The Buzz

Sweden in Memphis! by Wendy Robson

Change is in the air! While the familiar signs of spring are emerging all around us, the horticulture staff at the Memphis Botanic Garden has prepared perhaps the earliest welcome mat ever for Memphis in May’s featured country, Sweden, by transforming the front of our Visitor Center into a smorgasboard of Swedish-like botanicals. With a bold nod to the mixed forests of fir, pine, and birch, which dominate 65% of Sweden, our bed features Dwarf Alberta Spruce (Pica glauca ‘Conica’), Japanese Black Pine (Pinus thumbergi  ‘Red Janone’ ) and Himalayan Birch (Betula utiss var. Jacquemanti).

Above the treeless elevations of northern Sweden, with their heaths, marshes and boulders, Alpine flora, including dwarf birch, willow, and  terrestrial orchids, can be found. Our pseudo-alpine meadow features Alpine Squill (Scilla bifolia), Snake Head Lilly (Fritillaria meleagris), Lungwort (Pulminaria longifolia), European Columbine (Aquilegia vulgaris), Glory of the Snow (Chionodoxa forbesii) and Dwarf River Birch (Betula nigra ‘Little King’.) If your head is spinning from the inclusion of so many botanical plant names, you have none other to blame than the father of binomial nomenclature (scientific plant names), the eminent botanist, Carl Linnaeus (1707-1778); himself a Swede.


Indeed, although the mission of Memphis Botanic Garden is to provide an "exemplary regional center for horticultural and environmental enrichment,” one of our auxiliary objectives is to evaluate new plants, or plants not indigenous to this area, for the public. At the end of May, when blooms are spent, most of the plants in this front bed will be removed and evaluated. Trees that are “heeled in” (not intended to be planted permanently) will be removed and used elsewhere on the property. Some of the plants that we consider suitable for the Memphis area will be available during our fall 2013 Plant Sale.

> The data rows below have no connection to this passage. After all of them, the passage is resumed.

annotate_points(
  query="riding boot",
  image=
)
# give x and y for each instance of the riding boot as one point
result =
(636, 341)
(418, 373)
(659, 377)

Spring-blooming bulbs will be replaced with summer-blooming bulbs, annuals, and perennials, for yet another season of interest and enjoyment. (Plants deemed not suitable will be sent to the Sami for reindeer fodder.)
Another change that you may not have noticed (if you are not a year-round visitor) is an increase in the number of late winter/early spring blooming plants that have been added to the Garden’s collection. These would include the many new Witch Hazel cultivars (Hamamelis x intermedia) which have been flowering since late January in a wide variety of color, ranging from pale yellow to deep crimson, Fragrant Wintersweet (Chimonanthus praecox), and Chinese Paperbush with its unusual umbrella-shaped flowers, which can be found in front of the Visitor Center (pots) and at My Big Backyard.

We have also greatly expanded our collection of Dogwoods, Redbuds, and Azaleas, many occurring in less formal plantings and blended together for waves of color along the Azalea trail.  All of these provide exciting new options for plants that may have been overlooked by the homeowner, PLUS an excuse to visit the Garden more frequently!